Zarząd Oddziałowy Niezależnego Samorządnego Związku Zawodowego Funkcjonariuszy Straży Granicznej przy Nadwiślańskim Oddziale SG, zwraca się do polityków rywalizujących o urząd Prezydenta RP, aby odnieśli się do zaprezentowanych problemów środowiska zawodowego Ludzi Munduru.
Funkcjonariuszom i żołnierzom , których przyjęto do służby po 1 stycznia 1999 roku, nie wlicza się do emerytury okresu pracy w cywilu. Kolejne ekipy ignorują ten problem, licząc na to, że mundurowi zapomną, albo… wymrą.
Pojazdy służbowe formacji mundurowych są nieubezpieczone, bo MSWiA uważa, że to jest nieopłacalne.
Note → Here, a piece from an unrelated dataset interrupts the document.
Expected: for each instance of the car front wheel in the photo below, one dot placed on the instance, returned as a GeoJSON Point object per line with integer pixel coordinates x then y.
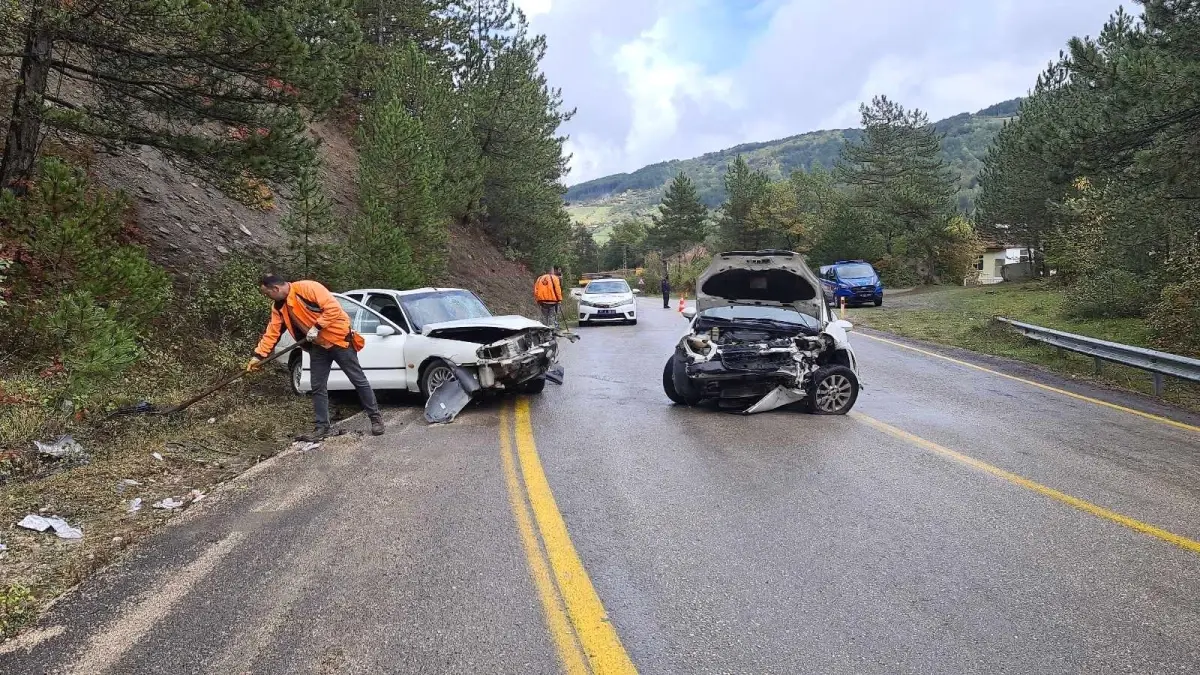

Funkcjonariusz z własnej kieszeni pokrywa szkody, zaistniałe wskutek na przykład pościgu na groźnym bandytą. Czy w resorcie ktoś sobie wyobraża, co się stanie, gdy mundurowi dojdą do wniosku, że ściganie przestępców jest nieopłacalne?
“Psia emerytura”, czyli miesięczne świadczenie na rzecz psa, który zakończył służbę w formacjach mundurowych, powinna wynosić 300 złotych. Ta kwota wystarczyłaby na karmę i leki dla spracowanych czworonogów. W skali na przykład Straży Granicznej daje to rocznie równowartość jednego radiowozu. Dowódca formacji nie ma odwagi, a minister czeka na ustawę. Ale “Bitwa o wozy” jakoś żadnej ustawy nie potrzebuje.
Kandydacie na Prezydenta, zanim zostaniesz wybrany, jesteś przez nas obserwowany. Rozliczymy cię z twoich słów, tak chętnie rzucanych na prawo i lewo w kampanii wyborczej.
Ludzie Munduru czekają na odpowiedź!